Une présentation qui va jusqu’en salles de restauration croisant négatifs et copie d’époque nous donnant à saisir le processus de résurrection des films.
- Françoise Berger-Garnault, monteuse (8′) :
Berger Garnault nous accompagne sur le difficile travail-relation entretenu avec le cinéaste pour mener le montage à bout. Un entretien complémentaire donnant à capter certaines facettes pas encore dévoilées par les autres entretiens.

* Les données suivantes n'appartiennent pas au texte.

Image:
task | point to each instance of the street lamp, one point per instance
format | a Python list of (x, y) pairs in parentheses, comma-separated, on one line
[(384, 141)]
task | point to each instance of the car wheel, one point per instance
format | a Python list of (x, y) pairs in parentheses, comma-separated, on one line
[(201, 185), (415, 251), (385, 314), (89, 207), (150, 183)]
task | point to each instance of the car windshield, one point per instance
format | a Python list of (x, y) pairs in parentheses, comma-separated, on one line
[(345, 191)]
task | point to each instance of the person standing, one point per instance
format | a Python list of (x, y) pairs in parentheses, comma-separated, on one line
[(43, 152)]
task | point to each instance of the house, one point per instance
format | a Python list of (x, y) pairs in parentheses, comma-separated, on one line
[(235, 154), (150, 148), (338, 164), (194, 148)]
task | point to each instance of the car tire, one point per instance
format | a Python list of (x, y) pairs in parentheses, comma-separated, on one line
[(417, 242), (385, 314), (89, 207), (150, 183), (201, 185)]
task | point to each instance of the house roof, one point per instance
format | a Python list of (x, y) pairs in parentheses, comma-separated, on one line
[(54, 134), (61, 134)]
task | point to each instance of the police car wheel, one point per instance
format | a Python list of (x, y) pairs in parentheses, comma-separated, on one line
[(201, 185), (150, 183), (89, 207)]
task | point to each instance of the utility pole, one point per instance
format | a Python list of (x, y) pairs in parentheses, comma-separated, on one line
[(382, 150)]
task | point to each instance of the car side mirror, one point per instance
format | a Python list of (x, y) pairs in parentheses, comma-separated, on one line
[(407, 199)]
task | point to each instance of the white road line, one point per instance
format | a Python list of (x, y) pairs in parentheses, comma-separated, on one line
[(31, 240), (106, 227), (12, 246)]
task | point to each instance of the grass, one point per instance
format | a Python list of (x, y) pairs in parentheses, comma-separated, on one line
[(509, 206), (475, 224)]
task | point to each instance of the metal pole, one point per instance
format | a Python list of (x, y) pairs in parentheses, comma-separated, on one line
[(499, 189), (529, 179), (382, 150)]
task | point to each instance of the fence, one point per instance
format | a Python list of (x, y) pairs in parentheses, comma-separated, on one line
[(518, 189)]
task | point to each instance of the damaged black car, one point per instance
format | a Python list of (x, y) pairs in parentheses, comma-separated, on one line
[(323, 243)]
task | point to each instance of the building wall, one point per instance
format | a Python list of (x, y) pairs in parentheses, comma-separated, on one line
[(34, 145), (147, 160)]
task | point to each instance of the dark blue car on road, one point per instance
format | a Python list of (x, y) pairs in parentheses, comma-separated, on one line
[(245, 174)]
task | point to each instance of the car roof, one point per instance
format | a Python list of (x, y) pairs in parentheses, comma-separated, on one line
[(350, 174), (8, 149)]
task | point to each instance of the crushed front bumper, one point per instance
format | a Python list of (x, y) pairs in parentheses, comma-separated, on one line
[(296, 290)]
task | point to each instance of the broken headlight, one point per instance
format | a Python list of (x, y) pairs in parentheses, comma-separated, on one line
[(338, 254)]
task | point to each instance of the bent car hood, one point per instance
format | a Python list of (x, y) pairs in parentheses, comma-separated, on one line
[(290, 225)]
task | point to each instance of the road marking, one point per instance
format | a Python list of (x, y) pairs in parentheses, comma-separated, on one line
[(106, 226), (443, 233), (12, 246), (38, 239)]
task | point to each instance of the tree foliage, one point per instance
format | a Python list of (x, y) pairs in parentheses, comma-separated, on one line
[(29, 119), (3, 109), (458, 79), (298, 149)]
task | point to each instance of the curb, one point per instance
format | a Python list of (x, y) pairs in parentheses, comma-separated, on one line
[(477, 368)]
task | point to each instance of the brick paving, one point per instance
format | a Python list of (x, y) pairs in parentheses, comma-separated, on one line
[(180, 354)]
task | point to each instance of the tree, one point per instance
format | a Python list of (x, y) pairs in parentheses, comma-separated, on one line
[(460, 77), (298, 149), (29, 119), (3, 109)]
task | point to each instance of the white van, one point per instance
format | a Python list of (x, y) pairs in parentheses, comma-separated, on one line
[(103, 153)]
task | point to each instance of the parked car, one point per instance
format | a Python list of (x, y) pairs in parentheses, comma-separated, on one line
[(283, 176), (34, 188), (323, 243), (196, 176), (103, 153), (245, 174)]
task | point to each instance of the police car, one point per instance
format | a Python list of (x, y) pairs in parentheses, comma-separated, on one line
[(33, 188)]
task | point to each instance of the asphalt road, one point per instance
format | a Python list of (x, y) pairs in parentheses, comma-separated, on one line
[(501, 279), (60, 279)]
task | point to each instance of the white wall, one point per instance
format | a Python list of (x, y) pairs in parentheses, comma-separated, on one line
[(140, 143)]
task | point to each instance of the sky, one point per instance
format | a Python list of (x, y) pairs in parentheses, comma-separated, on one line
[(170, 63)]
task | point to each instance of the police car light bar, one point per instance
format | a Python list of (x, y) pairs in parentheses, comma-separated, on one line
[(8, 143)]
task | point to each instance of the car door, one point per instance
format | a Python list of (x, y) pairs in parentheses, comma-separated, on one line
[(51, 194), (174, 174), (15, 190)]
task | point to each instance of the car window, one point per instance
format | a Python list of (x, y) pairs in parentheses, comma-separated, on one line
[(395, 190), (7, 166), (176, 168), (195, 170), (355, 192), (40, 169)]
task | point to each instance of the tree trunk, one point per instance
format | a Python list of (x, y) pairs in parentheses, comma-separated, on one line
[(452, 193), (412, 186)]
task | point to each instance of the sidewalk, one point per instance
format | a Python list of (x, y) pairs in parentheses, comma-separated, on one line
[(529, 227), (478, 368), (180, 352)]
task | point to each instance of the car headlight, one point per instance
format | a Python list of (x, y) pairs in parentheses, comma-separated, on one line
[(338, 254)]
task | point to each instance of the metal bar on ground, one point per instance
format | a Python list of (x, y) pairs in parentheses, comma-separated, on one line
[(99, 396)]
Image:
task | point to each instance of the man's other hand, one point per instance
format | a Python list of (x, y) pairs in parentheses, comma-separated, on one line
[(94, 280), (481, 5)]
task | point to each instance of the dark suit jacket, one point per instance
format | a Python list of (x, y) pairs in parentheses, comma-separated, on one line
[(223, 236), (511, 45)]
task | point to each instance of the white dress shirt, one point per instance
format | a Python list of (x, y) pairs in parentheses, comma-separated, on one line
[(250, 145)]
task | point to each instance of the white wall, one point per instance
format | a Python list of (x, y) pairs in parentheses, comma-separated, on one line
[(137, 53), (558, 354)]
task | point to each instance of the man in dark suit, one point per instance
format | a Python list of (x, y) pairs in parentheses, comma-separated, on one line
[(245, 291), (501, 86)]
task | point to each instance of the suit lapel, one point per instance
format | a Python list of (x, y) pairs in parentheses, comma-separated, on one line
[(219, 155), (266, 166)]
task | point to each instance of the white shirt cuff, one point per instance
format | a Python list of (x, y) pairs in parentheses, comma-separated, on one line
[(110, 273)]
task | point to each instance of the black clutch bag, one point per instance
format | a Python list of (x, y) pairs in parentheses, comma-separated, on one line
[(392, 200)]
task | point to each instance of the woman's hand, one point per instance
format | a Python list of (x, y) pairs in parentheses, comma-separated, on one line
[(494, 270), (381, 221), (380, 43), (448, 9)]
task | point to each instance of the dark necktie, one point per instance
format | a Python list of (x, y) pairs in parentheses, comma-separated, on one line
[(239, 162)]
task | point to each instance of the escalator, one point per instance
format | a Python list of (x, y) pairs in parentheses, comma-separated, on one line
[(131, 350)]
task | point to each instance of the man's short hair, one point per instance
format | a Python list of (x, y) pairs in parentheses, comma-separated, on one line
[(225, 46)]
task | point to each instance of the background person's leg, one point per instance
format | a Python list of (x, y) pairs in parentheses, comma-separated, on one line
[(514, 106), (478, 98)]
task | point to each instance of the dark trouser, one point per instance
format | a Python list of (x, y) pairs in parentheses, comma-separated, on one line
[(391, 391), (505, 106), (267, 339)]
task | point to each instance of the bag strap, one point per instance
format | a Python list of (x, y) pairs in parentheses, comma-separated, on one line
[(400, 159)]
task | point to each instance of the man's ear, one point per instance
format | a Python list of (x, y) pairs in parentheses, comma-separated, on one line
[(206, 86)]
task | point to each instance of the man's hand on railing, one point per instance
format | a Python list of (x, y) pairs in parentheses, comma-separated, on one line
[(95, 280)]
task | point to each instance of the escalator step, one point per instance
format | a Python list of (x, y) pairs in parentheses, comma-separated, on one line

- François Angelier, essayiste et producteur radio (28′) :
Angelier nous accompagne sur l’œuvre et la carrière de Cuny. Un supplément chargé en informations qui vient nous sortir des coulisses pour faire une analyse pointue faisant se croiser le parcours de Cuny, Claudel et la naissance de L’Annonce Faite à Marie.
- Retour sur le lieu du tournage avec Alain Cuny (INA, 1992, 7′) :
Archives donnant l’occasion au regretté Alain Cuny de poser des mots sur la création de son œuvre, et ses pensées. Un supplément qui vient conclure d’une bien belle manière l’édition de Potemkine.
Note Suppléments :

Appréciation Générale :
L’Annonce Faite à Marie est un vrai monument, qui, disparu dans l’ombre durant trois décennies renaît et porte tout comme à ses personnages un véritable miracle au spectateur mais aussi espérons-le à l’histoire du septième art, au même niveau que l’Evangile Selon Saint Matthieu de Pier Paolo Pasolini.
Potemkine nous offre ainsi un présent inestimable, présenté dans une édition, comme bien souvent, exemplaire.
De sa restauration 4K bluffante, regorgeant de détails, jouant sur les nuances sans jamais appuyer son travail prétentieusement, ayant pour seul but d’atteindre les volontés du créateur, à sa piste sonore ample développant l’onirisme en présence, nous faisant pénétrer cet univers extra-sensoriel fabuleux, en passant par un contenu additionnel cernant toute l’oeuvre et ouvrant des pistes de lecture, l’édition du premier et dernier film d’Alain Cuny est une réussite totale.